Club Soda + Lime

Day 19: The Whys

I am taking a little different approach rather than chopping this up in to categories.

Today is about the “why” of this journey. And, if you haven’t discovered already, this is about way more than just drinking for me. I knew in my heart of hearts that this one habit was at the top of the hill. And we all know which direction shit slides.

The following list of wishes and whys were written on February 5, 2018. I have been shuffling them from paper pile to paper pile all this time, but never threw them away. I must have known at some point that I would need to reference them.

The original list was written solely for the weight loss goal I had set for myself. [Note the date. I had very obviously given up on my resolution early in the game to then reset it in mid-February.] However, since I am convinced that my alcohol consumption directly affected my weight and ultimately my poor self-image, all of these apply to my current sitch.

So, here they are, written exactly as I wrote them out last February:

Be able to:

  • Put my hands on my hips

  • Cross my legs

  • Lay down on the a flat surface comfortably

  • Tie my shoes easily

  • Have more energy

  • Inspire someone

  • Wake up feeling good and well rested

  • Fit in to all my clothes

  • Write my own success story

  • *Not feel like I am stuffing sausage in to a casing every time I get dressed.

  • *Be more present for my kids and Dale

These are new but should have been on there last year.

Things I need to do:

  • Make my bed

  • Plan my days

  • Change my sitting habit

  • Remember all the why’s

  • Prepare at least 3 meals per week

  • Start drinking tea in stead of coffee

  • Cut out sugary drinks

  • Walk/run at least 30 minutes per day (could be broken up)

  • Practice self care by treating myself like my own best friend

  • Cut down on drinking alcohol so I can be more present

  • Plan my meals and pay attention to what I am putting in my mouth

  • Eat or drink 400 calories less per day

  • Burn 600 calories per day in exercise

My why list from 2018.

Since honesty is my jam these days, a few days after my 40th birthday last October, I barely got out of bed. Even after an amazing surprise party thrown my my closest friends and hubs, I was so depressed I could hardly function. For sure I was hungover for a couple of those days, but this was much heavier.

I had wasted the last twenty years of my life in a cycle of shame and guilt surrounding drinking, eating habits and a terrible self confidence and body image. Of course I had fleeting moments of happiness, bliss and gratitude in all those years, but the majority of my breaths were plagued with shame.

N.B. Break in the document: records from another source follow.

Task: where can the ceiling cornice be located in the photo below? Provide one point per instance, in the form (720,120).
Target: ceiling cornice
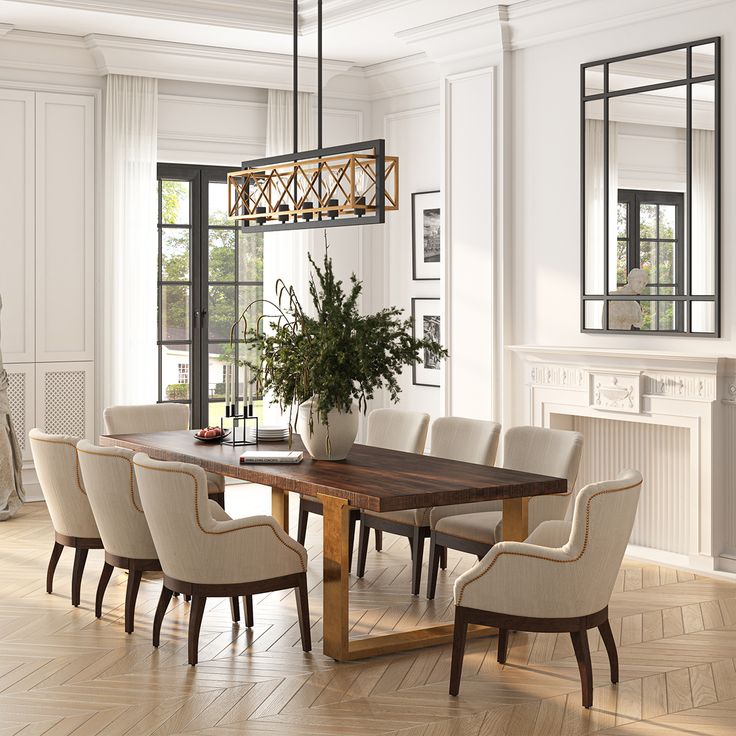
(479,36)
(273,16)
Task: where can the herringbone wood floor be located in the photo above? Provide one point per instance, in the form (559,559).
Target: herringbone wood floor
(64,672)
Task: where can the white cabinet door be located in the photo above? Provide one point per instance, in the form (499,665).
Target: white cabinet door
(21,392)
(65,398)
(65,198)
(16,224)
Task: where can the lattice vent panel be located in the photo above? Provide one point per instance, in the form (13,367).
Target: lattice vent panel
(65,403)
(17,396)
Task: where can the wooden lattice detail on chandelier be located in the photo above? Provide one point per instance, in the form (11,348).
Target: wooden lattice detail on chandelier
(355,184)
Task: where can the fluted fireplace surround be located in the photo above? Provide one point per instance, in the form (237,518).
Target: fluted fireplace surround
(671,416)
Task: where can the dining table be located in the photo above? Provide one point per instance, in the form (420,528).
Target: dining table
(370,478)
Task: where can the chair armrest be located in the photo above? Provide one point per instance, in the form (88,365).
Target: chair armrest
(516,578)
(552,534)
(217,512)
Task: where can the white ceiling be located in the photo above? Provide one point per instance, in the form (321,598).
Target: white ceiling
(360,31)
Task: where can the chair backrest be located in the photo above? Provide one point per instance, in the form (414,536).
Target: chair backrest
(146,418)
(109,480)
(602,521)
(396,429)
(57,467)
(545,451)
(174,498)
(467,440)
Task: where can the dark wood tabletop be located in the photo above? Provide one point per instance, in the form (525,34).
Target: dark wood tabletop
(370,478)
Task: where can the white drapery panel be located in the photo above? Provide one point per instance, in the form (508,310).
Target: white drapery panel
(704,224)
(595,210)
(130,260)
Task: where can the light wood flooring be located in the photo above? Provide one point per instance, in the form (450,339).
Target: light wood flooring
(64,672)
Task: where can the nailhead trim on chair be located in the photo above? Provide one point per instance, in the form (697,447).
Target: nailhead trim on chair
(132,473)
(226,531)
(542,557)
(76,459)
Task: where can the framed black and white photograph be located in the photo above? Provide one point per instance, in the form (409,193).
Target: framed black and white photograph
(425,313)
(425,236)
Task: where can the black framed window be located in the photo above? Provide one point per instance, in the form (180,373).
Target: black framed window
(209,271)
(650,236)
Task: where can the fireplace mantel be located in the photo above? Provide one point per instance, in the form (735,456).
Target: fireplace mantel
(688,393)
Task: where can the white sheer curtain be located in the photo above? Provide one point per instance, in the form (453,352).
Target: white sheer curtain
(285,253)
(595,211)
(703,238)
(130,261)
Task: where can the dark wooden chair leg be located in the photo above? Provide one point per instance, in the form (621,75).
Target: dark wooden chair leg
(417,546)
(248,610)
(235,609)
(53,562)
(301,534)
(80,557)
(302,607)
(362,548)
(102,587)
(435,553)
(582,654)
(158,619)
(610,644)
(195,623)
(503,645)
(131,595)
(351,541)
(458,651)
(379,540)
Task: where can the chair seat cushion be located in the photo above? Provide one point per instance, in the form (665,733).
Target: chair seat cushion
(410,517)
(460,509)
(475,527)
(215,484)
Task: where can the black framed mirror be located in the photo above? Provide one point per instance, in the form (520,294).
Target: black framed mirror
(650,191)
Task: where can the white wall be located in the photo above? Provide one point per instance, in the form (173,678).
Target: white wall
(412,127)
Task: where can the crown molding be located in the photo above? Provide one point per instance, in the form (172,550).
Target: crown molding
(273,16)
(481,35)
(207,64)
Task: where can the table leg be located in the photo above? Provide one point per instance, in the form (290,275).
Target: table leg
(515,519)
(335,520)
(280,507)
(335,585)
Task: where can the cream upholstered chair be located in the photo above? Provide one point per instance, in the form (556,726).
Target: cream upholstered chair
(560,579)
(476,527)
(57,466)
(158,418)
(468,440)
(392,429)
(203,556)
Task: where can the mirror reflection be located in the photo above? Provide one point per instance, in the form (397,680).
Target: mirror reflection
(650,188)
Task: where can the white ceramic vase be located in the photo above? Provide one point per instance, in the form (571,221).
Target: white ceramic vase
(342,428)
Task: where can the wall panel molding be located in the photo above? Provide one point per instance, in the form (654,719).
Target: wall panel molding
(17,219)
(65,227)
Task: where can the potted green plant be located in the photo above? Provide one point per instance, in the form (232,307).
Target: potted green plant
(329,361)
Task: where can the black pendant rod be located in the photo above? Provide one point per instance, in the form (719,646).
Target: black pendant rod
(296,75)
(319,73)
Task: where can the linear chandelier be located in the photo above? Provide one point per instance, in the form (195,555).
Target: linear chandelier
(353,184)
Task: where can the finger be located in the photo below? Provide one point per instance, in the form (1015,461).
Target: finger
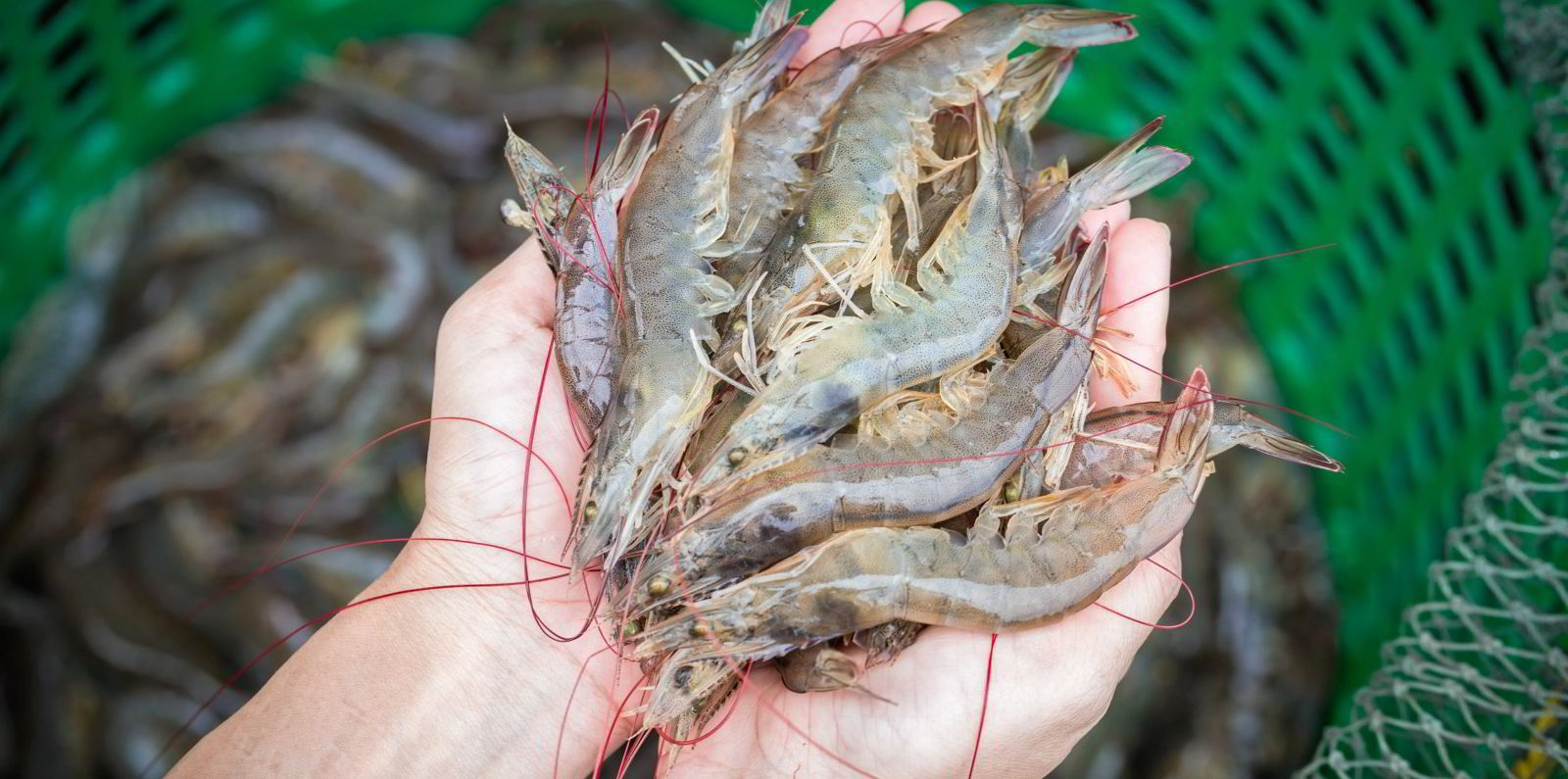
(847,23)
(493,350)
(1139,261)
(930,16)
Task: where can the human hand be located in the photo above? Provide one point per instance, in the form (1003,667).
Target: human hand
(1050,685)
(466,681)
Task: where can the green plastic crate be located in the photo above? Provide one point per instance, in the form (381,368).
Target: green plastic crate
(1387,125)
(1392,128)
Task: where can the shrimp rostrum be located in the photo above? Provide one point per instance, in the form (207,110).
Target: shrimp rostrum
(835,339)
(1021,564)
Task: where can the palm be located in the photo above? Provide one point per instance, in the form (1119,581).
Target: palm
(1050,684)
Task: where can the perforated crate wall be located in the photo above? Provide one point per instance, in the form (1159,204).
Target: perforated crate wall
(1390,127)
(1385,125)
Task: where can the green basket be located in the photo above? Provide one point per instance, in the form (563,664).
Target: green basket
(1388,127)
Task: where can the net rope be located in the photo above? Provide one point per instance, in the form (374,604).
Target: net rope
(1478,679)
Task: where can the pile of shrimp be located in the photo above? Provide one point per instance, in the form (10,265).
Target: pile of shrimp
(833,337)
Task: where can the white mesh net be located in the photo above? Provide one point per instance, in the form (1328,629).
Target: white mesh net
(1478,679)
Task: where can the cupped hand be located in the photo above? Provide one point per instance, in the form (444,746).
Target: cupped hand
(1048,685)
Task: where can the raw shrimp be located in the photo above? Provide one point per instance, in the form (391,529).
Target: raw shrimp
(676,212)
(852,364)
(687,692)
(817,669)
(767,177)
(1026,93)
(858,483)
(880,136)
(546,196)
(1120,442)
(587,339)
(1120,174)
(1054,556)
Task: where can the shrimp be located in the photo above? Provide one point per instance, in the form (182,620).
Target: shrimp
(1029,86)
(587,339)
(1054,556)
(1120,442)
(878,138)
(689,692)
(767,177)
(1053,211)
(1120,174)
(817,669)
(546,199)
(846,486)
(676,212)
(852,364)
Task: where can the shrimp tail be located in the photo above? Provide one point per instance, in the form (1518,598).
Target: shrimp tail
(1128,171)
(1184,444)
(1074,26)
(1035,80)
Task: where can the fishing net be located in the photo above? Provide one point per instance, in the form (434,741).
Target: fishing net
(1476,682)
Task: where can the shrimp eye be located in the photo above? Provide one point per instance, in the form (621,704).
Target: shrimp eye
(659,587)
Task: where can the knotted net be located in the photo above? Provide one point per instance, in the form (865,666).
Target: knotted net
(1476,682)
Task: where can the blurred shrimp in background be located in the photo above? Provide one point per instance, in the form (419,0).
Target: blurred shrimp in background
(251,309)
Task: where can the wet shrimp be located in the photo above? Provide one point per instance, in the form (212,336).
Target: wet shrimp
(924,481)
(852,364)
(546,196)
(1053,209)
(1120,442)
(587,334)
(1053,557)
(676,212)
(767,179)
(878,140)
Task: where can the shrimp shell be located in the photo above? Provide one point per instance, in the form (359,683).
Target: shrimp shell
(1054,557)
(858,485)
(670,297)
(882,133)
(1120,442)
(587,339)
(854,365)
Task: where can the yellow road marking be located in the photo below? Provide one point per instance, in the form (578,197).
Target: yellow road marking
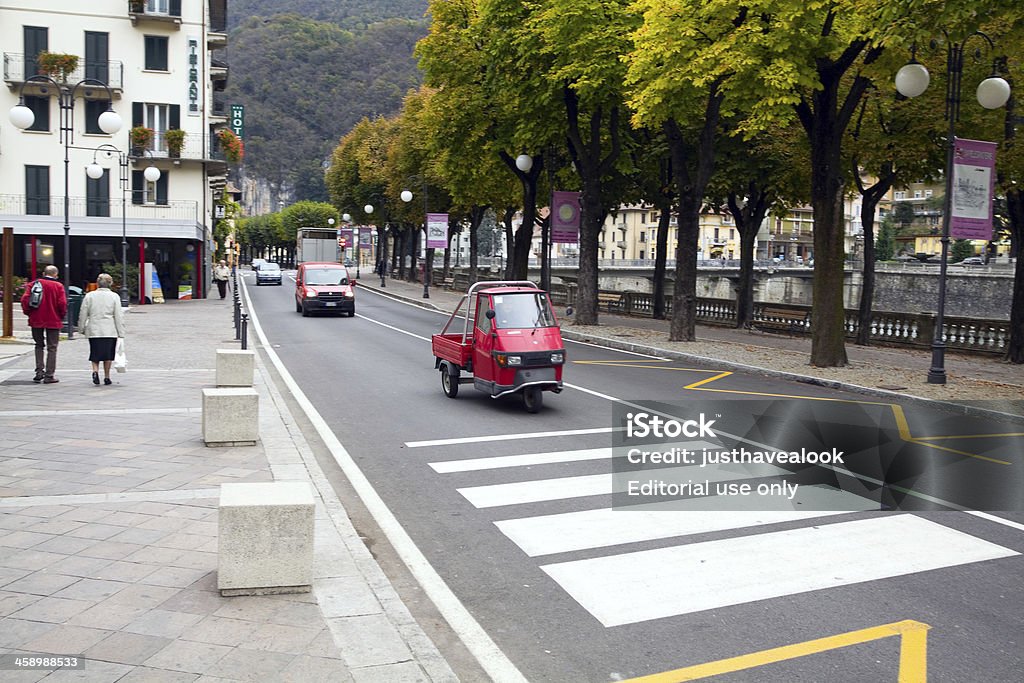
(912,656)
(957,436)
(898,416)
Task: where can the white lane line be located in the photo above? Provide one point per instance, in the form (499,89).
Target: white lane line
(394,329)
(469,631)
(998,520)
(505,437)
(536,491)
(527,459)
(654,584)
(113,411)
(548,535)
(616,350)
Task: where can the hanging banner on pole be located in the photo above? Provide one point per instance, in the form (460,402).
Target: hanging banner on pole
(436,230)
(564,217)
(974,183)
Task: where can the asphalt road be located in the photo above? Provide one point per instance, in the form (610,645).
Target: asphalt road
(572,590)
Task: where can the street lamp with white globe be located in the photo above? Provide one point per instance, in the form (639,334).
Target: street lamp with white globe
(912,80)
(110,122)
(407,197)
(95,171)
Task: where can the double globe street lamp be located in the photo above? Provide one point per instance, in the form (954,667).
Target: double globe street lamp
(911,80)
(110,122)
(381,256)
(407,197)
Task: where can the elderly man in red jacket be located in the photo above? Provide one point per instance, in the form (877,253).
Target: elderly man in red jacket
(46,321)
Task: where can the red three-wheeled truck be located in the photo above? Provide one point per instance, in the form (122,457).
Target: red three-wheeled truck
(509,343)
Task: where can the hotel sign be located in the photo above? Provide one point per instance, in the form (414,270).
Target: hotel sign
(238,121)
(193,76)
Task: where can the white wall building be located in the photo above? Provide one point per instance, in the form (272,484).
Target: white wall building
(157,58)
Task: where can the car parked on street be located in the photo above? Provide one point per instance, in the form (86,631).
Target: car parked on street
(324,286)
(268,273)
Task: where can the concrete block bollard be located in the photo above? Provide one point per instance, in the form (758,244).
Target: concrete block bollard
(265,539)
(230,416)
(236,368)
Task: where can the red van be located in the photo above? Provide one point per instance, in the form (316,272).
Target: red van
(324,287)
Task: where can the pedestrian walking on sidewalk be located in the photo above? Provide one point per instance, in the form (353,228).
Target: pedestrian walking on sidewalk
(220,274)
(46,318)
(101,321)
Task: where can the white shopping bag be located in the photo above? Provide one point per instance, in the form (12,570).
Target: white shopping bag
(120,359)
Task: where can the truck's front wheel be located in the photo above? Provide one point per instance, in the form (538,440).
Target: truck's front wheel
(532,397)
(450,380)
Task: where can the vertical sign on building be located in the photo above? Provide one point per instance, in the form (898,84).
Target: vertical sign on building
(239,120)
(974,178)
(436,230)
(193,76)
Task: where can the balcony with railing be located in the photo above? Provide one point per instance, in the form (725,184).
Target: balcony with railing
(101,216)
(216,35)
(195,147)
(163,11)
(17,69)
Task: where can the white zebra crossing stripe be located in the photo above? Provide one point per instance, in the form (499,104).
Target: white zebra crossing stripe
(654,584)
(547,535)
(527,459)
(598,484)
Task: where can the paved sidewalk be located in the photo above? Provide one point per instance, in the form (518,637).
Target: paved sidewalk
(109,526)
(976,382)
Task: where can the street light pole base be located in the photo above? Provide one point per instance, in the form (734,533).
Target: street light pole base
(937,373)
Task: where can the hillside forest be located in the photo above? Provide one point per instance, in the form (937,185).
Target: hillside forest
(306,71)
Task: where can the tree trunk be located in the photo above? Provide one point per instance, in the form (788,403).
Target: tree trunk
(664,201)
(508,271)
(869,201)
(518,267)
(749,219)
(692,166)
(827,312)
(824,120)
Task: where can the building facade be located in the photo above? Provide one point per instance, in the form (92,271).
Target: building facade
(157,59)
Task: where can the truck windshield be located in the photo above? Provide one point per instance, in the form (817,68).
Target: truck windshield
(523,310)
(327,276)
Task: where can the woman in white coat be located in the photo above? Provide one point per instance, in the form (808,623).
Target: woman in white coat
(102,323)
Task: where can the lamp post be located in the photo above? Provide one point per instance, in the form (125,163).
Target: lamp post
(95,171)
(110,123)
(407,196)
(912,80)
(381,256)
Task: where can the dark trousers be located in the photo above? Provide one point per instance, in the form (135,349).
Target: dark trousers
(46,343)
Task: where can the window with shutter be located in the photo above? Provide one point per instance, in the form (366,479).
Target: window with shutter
(156,53)
(97,63)
(36,40)
(37,190)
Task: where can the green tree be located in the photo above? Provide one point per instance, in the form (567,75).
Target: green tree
(961,250)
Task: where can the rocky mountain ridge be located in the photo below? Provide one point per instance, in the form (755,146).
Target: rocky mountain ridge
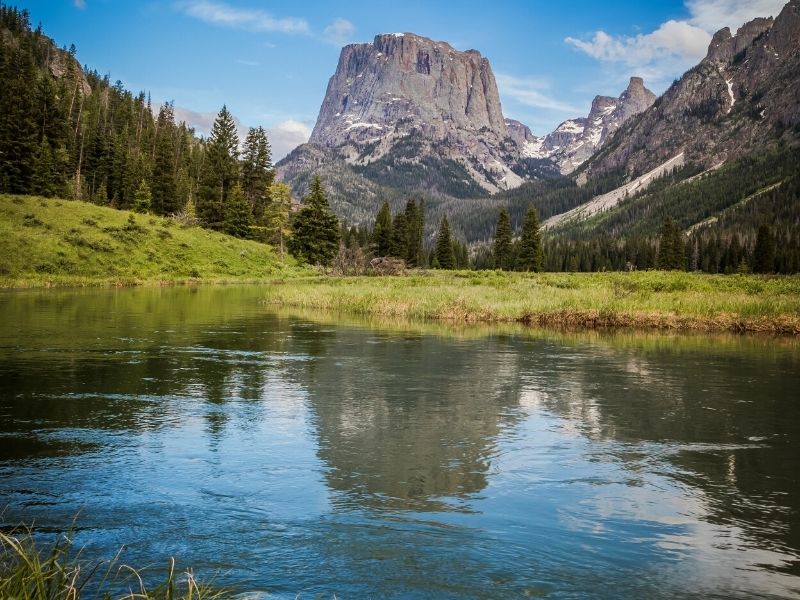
(742,97)
(575,140)
(402,87)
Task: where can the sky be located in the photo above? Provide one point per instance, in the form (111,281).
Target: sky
(269,61)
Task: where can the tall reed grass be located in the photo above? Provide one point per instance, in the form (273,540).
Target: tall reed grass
(29,571)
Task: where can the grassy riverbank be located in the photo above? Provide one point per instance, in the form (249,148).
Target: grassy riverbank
(644,300)
(48,242)
(56,572)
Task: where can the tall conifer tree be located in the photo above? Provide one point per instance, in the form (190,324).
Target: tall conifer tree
(399,236)
(502,241)
(445,258)
(257,172)
(315,236)
(530,256)
(164,187)
(220,170)
(764,252)
(382,233)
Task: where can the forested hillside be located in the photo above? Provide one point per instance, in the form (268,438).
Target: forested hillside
(69,132)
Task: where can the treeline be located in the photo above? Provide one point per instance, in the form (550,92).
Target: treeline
(69,133)
(690,202)
(402,236)
(768,250)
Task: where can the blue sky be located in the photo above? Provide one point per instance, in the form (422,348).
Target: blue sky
(270,61)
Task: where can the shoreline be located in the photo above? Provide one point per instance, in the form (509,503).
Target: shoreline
(645,300)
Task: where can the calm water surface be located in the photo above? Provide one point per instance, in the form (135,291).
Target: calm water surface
(290,454)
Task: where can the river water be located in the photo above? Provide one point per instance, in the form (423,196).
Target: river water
(284,454)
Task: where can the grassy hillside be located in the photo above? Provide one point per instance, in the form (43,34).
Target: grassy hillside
(51,242)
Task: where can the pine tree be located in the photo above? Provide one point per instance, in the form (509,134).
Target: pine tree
(42,182)
(164,186)
(445,259)
(531,254)
(220,170)
(315,228)
(502,241)
(277,214)
(257,172)
(764,252)
(382,233)
(416,226)
(238,215)
(143,199)
(461,254)
(671,251)
(399,247)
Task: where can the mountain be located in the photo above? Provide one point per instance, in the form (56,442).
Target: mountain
(403,106)
(575,140)
(741,98)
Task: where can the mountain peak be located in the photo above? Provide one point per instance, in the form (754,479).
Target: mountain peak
(403,88)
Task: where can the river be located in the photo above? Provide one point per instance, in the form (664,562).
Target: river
(283,454)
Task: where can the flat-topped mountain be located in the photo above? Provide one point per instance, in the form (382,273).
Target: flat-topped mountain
(402,99)
(742,97)
(575,140)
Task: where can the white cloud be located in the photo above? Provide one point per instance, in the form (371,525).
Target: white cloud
(530,92)
(713,15)
(339,31)
(675,46)
(218,13)
(203,121)
(283,137)
(286,136)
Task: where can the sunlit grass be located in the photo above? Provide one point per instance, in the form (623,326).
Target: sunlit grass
(57,572)
(650,300)
(46,242)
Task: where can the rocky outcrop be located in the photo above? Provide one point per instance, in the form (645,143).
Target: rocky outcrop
(575,140)
(742,97)
(403,89)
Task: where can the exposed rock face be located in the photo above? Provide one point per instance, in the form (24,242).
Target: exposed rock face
(741,97)
(402,88)
(403,82)
(575,140)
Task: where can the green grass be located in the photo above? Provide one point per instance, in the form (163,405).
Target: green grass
(46,242)
(57,572)
(645,300)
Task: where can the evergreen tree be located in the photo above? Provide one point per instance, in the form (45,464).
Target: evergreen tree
(764,252)
(445,259)
(42,183)
(143,199)
(399,237)
(531,255)
(382,233)
(238,214)
(164,185)
(315,228)
(671,250)
(257,172)
(277,215)
(220,170)
(502,241)
(461,254)
(416,226)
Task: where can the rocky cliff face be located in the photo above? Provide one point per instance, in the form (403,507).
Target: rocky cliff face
(402,91)
(575,140)
(743,96)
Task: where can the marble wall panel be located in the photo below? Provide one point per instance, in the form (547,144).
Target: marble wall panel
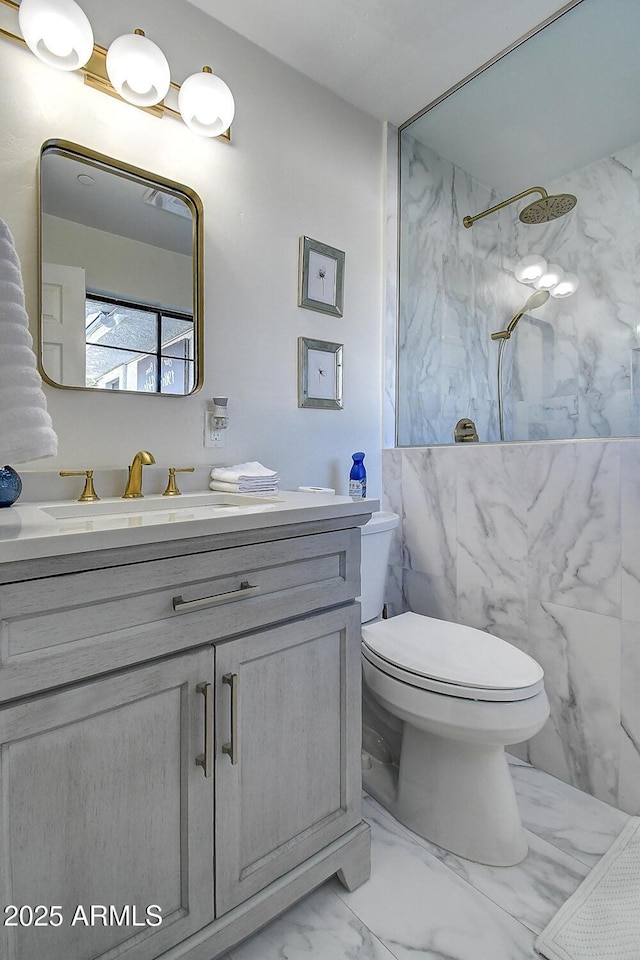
(574,525)
(590,349)
(630,527)
(539,544)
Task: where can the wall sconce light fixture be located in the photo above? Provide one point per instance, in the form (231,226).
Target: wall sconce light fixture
(535,271)
(134,68)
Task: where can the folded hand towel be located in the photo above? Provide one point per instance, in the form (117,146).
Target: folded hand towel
(242,487)
(244,472)
(26,431)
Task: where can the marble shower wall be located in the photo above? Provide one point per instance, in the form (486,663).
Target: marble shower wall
(573,367)
(538,544)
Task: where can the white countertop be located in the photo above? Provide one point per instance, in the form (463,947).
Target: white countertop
(28,531)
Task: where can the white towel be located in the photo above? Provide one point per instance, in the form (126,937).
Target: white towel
(243,487)
(26,431)
(251,473)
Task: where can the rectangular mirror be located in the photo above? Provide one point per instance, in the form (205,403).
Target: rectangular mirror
(120,276)
(557,115)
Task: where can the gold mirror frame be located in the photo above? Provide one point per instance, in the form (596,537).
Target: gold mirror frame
(151,181)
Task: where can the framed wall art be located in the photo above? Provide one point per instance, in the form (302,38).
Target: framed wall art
(319,374)
(320,277)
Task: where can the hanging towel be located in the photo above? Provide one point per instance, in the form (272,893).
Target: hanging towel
(26,431)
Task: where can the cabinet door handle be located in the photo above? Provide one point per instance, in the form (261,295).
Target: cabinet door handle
(246,590)
(232,747)
(205,760)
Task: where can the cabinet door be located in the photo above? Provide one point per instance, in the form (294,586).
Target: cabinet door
(99,784)
(295,784)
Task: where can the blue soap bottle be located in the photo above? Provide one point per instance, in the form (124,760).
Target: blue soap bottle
(358,478)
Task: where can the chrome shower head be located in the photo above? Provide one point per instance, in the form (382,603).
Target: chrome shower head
(548,208)
(540,211)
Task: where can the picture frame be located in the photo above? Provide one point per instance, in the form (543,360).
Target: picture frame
(320,277)
(319,374)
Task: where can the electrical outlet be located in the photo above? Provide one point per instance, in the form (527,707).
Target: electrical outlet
(212,438)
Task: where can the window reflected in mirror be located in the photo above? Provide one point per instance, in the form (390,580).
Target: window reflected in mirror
(121,278)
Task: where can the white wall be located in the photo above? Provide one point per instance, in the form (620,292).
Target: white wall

I know this sounds sad and maybe surprising (and I did end up calling my doctor to get help) to some of you since I can put on a pretty good show, but the reason I am sharing is because I want to remember where I’ve been so I can appreciate where I’m at. And, if there’s someone out there suffering like I did, maybe my story will help.

In these 18 short days I have realized that everything I was so scared of was just sitting there waiting for me on the other side of my decision. I don’t feel bad about that, I’m just thankful I didn’t wait any longer.

I also want to recognize that the first part of that list may sound very simple to some people, and possibly things that some take for granted. If you would have showed me that list at 20 years old I would have rolled my eyes and said, “That will never happen to me.”

The second part of this list is literally my task list every day and if you’ve been following along, you’d know that.

It’s completely crazy on so many levels that I saved that list all these months. Those of you that know me well know that I don’t keep an organized house and paperwork is my nemesis. Most of it ends up in the circular file whether I need it or not. I promise I found this list on Wednesday, January 16th, 2019.

The Universe must have really wanted me to have it.